Passing, dribbling, shot selection...all areas where you would expect a coach to be able to fix, but Red has no influence as its been a 3-year trainwreck in those areas.
 
Yes, I posted Vegas week the same. I really felt the same. People acting like he he will somehow break his femur or be done for his career by playing hurt seem like huge overreactions.

Even having him available to shoot free throws at the end of games or for a team to know he is on the bench suited up may have changed some outcomes. 3 big losses by a total of a handful of points.

I THINK [this is not based upon actual info] that Donnie's injury is foot-related, which can be tricky to heal.

So they gave him as MUCH time as they could prior to the start of conference play, hoping to maximize his recovery. Not sure if it paid off, we probably needed him to be less rusty against Clemson.

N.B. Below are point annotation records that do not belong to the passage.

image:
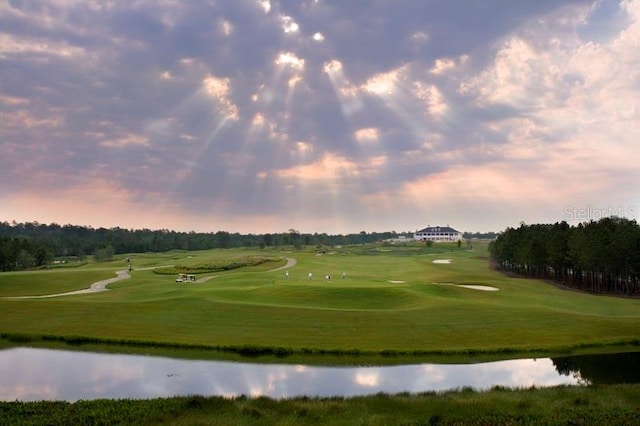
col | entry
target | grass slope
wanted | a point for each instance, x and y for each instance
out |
(389, 302)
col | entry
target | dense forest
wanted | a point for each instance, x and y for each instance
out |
(600, 257)
(32, 244)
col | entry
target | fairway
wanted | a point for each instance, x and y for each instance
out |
(410, 299)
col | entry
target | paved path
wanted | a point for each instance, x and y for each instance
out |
(123, 275)
(95, 287)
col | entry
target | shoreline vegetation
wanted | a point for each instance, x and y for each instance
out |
(309, 356)
(584, 405)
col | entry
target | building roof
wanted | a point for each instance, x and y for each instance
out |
(446, 229)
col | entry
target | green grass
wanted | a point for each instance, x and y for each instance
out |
(616, 404)
(388, 302)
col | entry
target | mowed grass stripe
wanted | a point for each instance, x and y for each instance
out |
(364, 312)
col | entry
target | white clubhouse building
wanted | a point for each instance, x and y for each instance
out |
(437, 234)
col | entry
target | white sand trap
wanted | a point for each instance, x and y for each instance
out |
(472, 286)
(479, 287)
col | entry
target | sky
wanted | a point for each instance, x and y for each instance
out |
(336, 116)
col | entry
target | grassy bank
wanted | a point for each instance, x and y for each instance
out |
(395, 300)
(615, 404)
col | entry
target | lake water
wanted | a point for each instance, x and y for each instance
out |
(30, 374)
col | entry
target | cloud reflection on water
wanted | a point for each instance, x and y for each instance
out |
(30, 374)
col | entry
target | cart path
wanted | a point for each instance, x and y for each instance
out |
(95, 287)
(123, 275)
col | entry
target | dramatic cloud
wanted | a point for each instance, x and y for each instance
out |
(324, 116)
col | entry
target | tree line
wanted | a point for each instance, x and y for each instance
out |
(600, 257)
(33, 244)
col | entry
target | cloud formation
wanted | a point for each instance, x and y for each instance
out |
(324, 116)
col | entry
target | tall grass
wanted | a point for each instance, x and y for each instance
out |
(607, 405)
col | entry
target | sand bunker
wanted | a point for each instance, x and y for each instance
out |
(478, 287)
(472, 286)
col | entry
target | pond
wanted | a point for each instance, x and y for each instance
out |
(30, 374)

But I think the goal on paper was to give him the maximum amount of time off so that he'd be as physically ready as possible for the back 9.
 
Why was it nonsensical? He was putting the team on his back in the 2nd half. Did you want to take him out?
Apparently Donnie was clear to play as many minutes as necessary. Given that, why start a struggling White and get into a hole early in a very important game? Why put the pressure on Donnie of coming in 6 minutes into the game instead of getting that over with at the jump?

Like AZ Orange said, how often does that approach occur? I’d get it if he was limited and could only go for 15 minutes. But when a returning player has the green light to play all game? I can’t recall seeing it.

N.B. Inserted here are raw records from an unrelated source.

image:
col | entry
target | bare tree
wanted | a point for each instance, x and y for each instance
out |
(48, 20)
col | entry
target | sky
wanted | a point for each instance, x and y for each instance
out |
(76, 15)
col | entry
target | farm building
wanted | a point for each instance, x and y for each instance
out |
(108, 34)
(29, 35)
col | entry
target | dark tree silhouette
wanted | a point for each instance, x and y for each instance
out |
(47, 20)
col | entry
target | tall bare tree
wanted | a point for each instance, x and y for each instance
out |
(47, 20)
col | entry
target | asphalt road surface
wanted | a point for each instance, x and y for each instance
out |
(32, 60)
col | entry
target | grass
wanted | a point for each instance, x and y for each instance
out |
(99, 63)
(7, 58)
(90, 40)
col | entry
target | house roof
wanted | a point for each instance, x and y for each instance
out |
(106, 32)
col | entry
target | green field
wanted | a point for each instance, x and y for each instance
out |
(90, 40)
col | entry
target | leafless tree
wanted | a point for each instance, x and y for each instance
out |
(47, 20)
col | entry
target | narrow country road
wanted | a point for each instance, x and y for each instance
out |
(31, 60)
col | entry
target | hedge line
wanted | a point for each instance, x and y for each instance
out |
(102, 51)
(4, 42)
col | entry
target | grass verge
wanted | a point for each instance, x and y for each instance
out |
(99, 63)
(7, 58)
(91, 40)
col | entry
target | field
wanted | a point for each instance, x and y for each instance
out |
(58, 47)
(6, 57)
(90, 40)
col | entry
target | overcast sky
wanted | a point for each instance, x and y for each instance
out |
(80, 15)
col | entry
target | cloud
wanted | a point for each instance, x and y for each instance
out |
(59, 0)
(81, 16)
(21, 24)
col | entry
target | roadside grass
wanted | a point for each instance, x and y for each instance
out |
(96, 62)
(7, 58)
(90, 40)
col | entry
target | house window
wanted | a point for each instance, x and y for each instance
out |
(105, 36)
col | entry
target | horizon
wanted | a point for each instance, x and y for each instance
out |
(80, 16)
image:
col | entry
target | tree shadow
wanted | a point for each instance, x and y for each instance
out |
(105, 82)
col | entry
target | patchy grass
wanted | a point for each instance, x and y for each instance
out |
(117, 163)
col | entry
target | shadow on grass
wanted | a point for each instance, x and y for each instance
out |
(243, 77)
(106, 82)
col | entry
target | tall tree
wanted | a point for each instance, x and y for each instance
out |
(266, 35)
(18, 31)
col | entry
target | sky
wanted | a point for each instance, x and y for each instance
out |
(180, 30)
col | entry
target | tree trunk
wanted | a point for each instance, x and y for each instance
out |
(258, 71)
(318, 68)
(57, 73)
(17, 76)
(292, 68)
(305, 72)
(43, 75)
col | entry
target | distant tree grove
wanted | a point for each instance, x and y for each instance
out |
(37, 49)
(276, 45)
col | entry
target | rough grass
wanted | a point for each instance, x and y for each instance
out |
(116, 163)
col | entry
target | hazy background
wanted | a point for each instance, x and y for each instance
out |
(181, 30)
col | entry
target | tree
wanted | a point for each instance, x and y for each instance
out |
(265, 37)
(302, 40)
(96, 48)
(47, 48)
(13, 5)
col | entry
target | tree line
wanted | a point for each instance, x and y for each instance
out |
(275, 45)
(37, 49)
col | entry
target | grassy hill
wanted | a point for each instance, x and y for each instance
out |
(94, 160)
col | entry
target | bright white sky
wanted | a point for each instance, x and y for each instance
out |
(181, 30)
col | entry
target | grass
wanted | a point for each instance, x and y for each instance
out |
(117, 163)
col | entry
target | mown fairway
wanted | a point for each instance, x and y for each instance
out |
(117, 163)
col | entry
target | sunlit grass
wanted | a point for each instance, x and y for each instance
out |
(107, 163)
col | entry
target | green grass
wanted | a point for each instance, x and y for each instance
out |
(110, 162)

I also didn’t like that instead of running actual plays to get him into the flow early, as instead handed him the ball 18-23 feet from the hoop and essentially said “have at it, kid!”

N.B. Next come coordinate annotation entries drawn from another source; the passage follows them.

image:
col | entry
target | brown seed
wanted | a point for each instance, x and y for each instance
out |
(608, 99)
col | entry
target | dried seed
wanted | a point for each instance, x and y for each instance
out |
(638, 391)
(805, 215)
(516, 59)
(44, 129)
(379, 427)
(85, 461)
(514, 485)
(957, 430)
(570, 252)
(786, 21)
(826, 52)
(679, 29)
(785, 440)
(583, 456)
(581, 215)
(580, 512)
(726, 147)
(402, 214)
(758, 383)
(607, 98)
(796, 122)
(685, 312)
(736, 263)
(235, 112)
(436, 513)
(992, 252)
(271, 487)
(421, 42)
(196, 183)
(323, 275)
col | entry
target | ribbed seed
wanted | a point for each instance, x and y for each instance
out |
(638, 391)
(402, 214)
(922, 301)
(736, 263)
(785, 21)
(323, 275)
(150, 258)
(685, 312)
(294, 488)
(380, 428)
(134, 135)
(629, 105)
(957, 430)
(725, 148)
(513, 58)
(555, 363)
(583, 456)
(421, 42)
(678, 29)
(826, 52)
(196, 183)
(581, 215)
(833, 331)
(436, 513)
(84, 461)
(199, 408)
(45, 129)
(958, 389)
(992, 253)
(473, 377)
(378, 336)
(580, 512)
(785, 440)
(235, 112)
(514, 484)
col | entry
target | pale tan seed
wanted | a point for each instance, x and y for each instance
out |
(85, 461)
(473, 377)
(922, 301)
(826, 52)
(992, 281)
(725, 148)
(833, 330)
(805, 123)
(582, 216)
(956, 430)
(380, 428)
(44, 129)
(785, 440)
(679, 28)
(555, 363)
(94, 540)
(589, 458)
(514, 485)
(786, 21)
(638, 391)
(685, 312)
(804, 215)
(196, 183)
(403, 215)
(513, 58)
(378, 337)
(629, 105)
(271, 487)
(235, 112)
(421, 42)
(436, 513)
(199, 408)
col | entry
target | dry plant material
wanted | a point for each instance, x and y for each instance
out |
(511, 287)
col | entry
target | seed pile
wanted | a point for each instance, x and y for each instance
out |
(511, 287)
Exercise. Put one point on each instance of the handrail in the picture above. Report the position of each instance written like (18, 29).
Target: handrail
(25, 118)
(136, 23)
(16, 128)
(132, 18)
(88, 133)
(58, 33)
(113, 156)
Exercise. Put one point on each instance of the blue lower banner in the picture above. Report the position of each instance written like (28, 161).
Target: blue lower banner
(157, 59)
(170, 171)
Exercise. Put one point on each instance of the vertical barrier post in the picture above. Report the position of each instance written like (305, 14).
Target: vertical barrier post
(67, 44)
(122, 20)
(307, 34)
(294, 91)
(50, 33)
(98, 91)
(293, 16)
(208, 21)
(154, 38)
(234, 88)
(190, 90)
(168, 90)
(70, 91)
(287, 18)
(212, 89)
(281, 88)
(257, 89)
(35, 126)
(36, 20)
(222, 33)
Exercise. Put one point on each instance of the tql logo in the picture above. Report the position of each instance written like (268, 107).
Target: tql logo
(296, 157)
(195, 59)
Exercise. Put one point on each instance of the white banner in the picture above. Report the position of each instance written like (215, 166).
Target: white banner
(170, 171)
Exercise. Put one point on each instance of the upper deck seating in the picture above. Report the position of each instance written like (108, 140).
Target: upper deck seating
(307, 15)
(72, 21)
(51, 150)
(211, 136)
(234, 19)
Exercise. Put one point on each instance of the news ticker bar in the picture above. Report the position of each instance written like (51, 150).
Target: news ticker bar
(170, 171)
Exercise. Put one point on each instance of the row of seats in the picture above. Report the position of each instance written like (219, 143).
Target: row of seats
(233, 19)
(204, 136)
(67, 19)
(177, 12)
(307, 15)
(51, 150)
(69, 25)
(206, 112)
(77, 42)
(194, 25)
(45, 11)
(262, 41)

I’m thrilled he played great in the second half. He did that all on his own. The approach was illogical IMHO. You’re free to disagree.
 
I THINK [this is not based upon actual info] that Donnie's injury is foot-related, which can be tricky to heal.

So they gave him as MUCH time as they could prior to the start of conference play, hoping to maximize his recovery. Not sure if it paid off, we probably needed him to be less rusty against Clemson.

But I think the goal on paper was to give him the maximum amount of time off so that he'd be as physically ready as possible for the back 9.
yea. tricky to heal to me says that you at least put your jersey on. God knows Autry loves to substitute. Couple minutes each game, hit some free throws maybe.
 
Please. We have 3 McD's AA's, an All ACC PG, and a 4 star scorer.
I'm just replying to Dr. Bill. His claim is not a talented enough roster and Red's coaching has nothing to do with it. Are any of those guys with the exception of Donnie with all the accolades playing like it? I blame Red. Please yourself.
 
Apparently Donnie was clear to play as many minutes as necessary. Given that, why start a struggling White and get into a hole early in a very important game? Why put the pressure on Donnie of coming in 6 minutes into the game instead of getting that over with at the jump?

Like AZ Orange said, how often does that approach occur? I’d get it if he was limited and could only go for 15 minutes. But when a returning player has the green light to play all game? I can’t recall seeing it.

I also didn’t like that instead of running actual plays to get him into the flow early, as instead handed him the ball 18-23 feet from the hoop and essentially said “have at it, kid!”

I’m thrilled he played great in the second half. He did that all on his own. The approach was illogical IMHO. You’re free to disagree.
I just don't understand the whole criticism of not starting him as if that definitely would have changed an outcome. I mean, he was 0-5 and struggled in the 1st half. I credit Red for sticking with him despite his early struggles. And he didn't sub for him when he started to find his footing and get hot as Autry has done with others.